Stanford EE274: Data Compression I 2023 I Lecture 4 - Huffman Codes

()

Huffman Coding

• Huffman codes are prefix codes that will be discussed in the lecture.
• Huffman coding is a greedy algorithm for constructing a prefix code for a given set of probabilities.
• The algorithm works by repeatedly merging the two nodes with the smallest probabilities until only one node is left.
• The expected code length of a Huffman code is between the entropy of the source and the entropy plus 1.
• Huffman coding can be implemented efficiently using a heap or priority queue.
• Table-based decoding is a low-level technique used in compression algorithms, especially for large volumes of data such as videos and logs.

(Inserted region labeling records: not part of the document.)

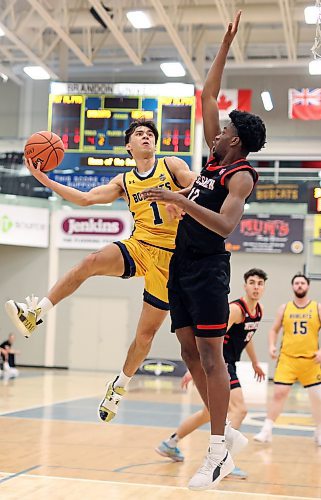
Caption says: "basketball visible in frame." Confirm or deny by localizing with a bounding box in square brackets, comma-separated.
[24, 130, 65, 172]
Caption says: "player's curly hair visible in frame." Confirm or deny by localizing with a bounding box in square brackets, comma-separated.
[125, 118, 159, 146]
[229, 109, 266, 153]
[244, 267, 268, 283]
[291, 272, 310, 285]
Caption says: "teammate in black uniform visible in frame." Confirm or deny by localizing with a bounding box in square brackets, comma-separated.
[156, 268, 267, 479]
[145, 12, 266, 490]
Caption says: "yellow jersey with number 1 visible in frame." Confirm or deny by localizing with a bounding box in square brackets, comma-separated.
[124, 158, 182, 249]
[281, 300, 321, 358]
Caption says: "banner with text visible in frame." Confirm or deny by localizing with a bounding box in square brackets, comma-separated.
[0, 205, 49, 248]
[249, 182, 307, 203]
[226, 214, 304, 254]
[57, 210, 133, 250]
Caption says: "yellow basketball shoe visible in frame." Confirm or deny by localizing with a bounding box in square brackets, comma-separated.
[98, 377, 126, 423]
[5, 295, 42, 338]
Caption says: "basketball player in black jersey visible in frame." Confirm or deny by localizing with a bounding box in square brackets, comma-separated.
[145, 12, 266, 490]
[156, 268, 267, 479]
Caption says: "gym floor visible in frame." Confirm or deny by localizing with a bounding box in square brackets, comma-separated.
[0, 369, 321, 500]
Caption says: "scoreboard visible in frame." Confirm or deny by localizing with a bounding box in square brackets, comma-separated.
[49, 93, 195, 157]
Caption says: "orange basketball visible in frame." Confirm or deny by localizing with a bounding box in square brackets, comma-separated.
[24, 130, 65, 172]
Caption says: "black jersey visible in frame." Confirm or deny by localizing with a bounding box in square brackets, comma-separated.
[176, 158, 258, 255]
[223, 299, 262, 363]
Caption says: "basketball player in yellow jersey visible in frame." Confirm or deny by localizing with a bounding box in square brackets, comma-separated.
[254, 274, 321, 446]
[6, 120, 195, 422]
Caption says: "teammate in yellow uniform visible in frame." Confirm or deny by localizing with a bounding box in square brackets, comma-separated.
[6, 120, 195, 422]
[254, 274, 321, 446]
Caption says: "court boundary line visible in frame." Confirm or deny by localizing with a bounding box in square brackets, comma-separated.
[0, 465, 41, 484]
[0, 465, 318, 500]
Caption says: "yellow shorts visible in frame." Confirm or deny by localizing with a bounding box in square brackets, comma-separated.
[274, 353, 321, 387]
[115, 238, 173, 311]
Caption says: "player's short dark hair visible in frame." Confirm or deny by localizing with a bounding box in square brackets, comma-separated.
[125, 118, 158, 146]
[229, 109, 266, 153]
[244, 267, 268, 283]
[291, 273, 310, 285]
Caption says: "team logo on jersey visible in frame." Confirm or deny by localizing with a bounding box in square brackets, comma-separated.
[244, 330, 255, 342]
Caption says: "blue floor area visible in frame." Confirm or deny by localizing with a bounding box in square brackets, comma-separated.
[5, 398, 201, 427]
[4, 398, 312, 436]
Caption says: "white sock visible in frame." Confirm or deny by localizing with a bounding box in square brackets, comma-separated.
[165, 432, 179, 448]
[263, 418, 274, 431]
[113, 371, 132, 389]
[210, 434, 226, 457]
[38, 297, 53, 318]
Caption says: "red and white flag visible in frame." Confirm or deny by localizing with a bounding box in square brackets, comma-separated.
[289, 89, 321, 120]
[217, 89, 252, 120]
[196, 89, 252, 120]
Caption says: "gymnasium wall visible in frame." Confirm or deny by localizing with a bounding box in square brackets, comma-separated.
[0, 75, 321, 376]
[0, 73, 321, 156]
[0, 216, 321, 376]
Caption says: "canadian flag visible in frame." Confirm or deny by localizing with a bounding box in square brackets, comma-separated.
[217, 89, 252, 120]
[196, 89, 252, 120]
[289, 89, 321, 120]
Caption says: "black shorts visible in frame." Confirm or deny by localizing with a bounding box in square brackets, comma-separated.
[226, 363, 241, 390]
[168, 251, 230, 337]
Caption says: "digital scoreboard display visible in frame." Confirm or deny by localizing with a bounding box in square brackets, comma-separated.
[49, 94, 195, 156]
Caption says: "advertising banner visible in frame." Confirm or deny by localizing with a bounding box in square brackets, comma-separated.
[57, 210, 133, 250]
[0, 205, 49, 248]
[249, 182, 307, 203]
[226, 214, 304, 254]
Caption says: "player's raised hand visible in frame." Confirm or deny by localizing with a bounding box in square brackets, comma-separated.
[25, 158, 48, 185]
[223, 10, 242, 45]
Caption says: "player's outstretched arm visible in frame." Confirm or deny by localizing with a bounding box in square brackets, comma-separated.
[144, 172, 253, 238]
[245, 339, 265, 382]
[202, 11, 241, 149]
[25, 159, 124, 207]
[166, 156, 197, 190]
[269, 304, 286, 359]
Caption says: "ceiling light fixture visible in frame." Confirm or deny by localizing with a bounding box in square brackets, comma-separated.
[304, 5, 319, 24]
[126, 10, 152, 30]
[309, 59, 321, 75]
[261, 90, 273, 111]
[23, 66, 50, 80]
[160, 62, 186, 78]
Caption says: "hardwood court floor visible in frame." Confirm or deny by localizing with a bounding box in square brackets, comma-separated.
[0, 370, 321, 500]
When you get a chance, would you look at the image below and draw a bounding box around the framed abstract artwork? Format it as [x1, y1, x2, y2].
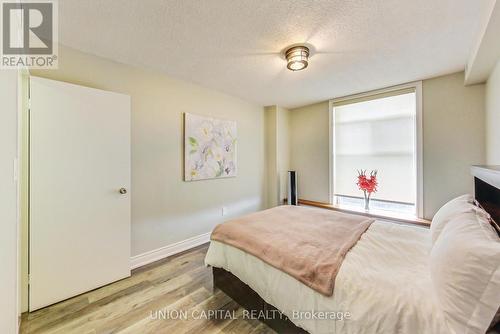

Entropy and Related Concepts

• Recap of previous lecture:
• Kraft's inequality: A necessary and sufficient condition for a prefix code.
• Entropy: A fundamental quantity for lossless compression, defined as the expected number of bits per symbol.
• Joint entropy for IID variables: Can be calculated in two steps using independence and identical distribution.
• K Divergence: A distance measure between two probability distributions, greater than or equal to zero with equality if and only if the distributions are equal.
• Main theorem of compression: For any prefix code, the expected code length is lower bounded by the entropy.
• Shannon codes: Not optimal, but can achieve entropy or get arbitrarily close to it when working with blocks.
• Quiz review:
• Entropy of a Bernoulli random variable:
• H(X) = -p log p - (1-p) log (1-p)
• H(0) = H(1) = 0
• H(1/2) = 1
• K Divergence between two Bernoulli random variables:
• D(p || q) = p log (p/q) + (1-p) log ((1-p)/(1-q))
• The maximum Kullback-Leibler (KL) Divergence between two probability distributions, (P) and (Q), can be infinite when (P=1) and (Q=0).
• Shannon codes are not optimal for highly skewed distributions, resulting in an expected code length that is much larger than the entropy.
• Block coding can improve the efficiency of Shannon codes by grouping symbols together and assigning shorter codewords to more probable pairs.
• The optimal prefix code for a given distribution can be found by satisfying two conditions:
• Symbols with higher probabilities should have shorter or equal length codewords compared to symbols with lower probabilities.
• The two longest codewords should have the same length.

Practical Considerations and Examples

• The Fibonacci sequence is an adverse serial case for Huffman coding, resulting in long code words and a maximum depth close to the number of symbols.
• A practical example of Huffman coding is shown using the frequency of letters on a keyboard, where commonly used letters have shorter code words.
• Huffman coding was used to compress various files, including a book, a Java library, and an encrypted file.
• The compression rate for the book was 44%, and for the Java library, it was also around 40%.
• The encrypted file, however, could not be compressed because encryption algorithms typically output uniformly distributed data, making it appear random to compressors.
• Compressing encrypted data is not effective as encryption destroys the data's structure, resulting in a compression rate of one (no compression).

Next Lecture

• The next lecture will cover theoretical concepts such as entropy and block coding, exploring their importance and interaction with probability and large laws of numbers.
• Professor Saki will lead the next lecture, followed by discussions on practical block and stream codes used in state-of-the-art compressors.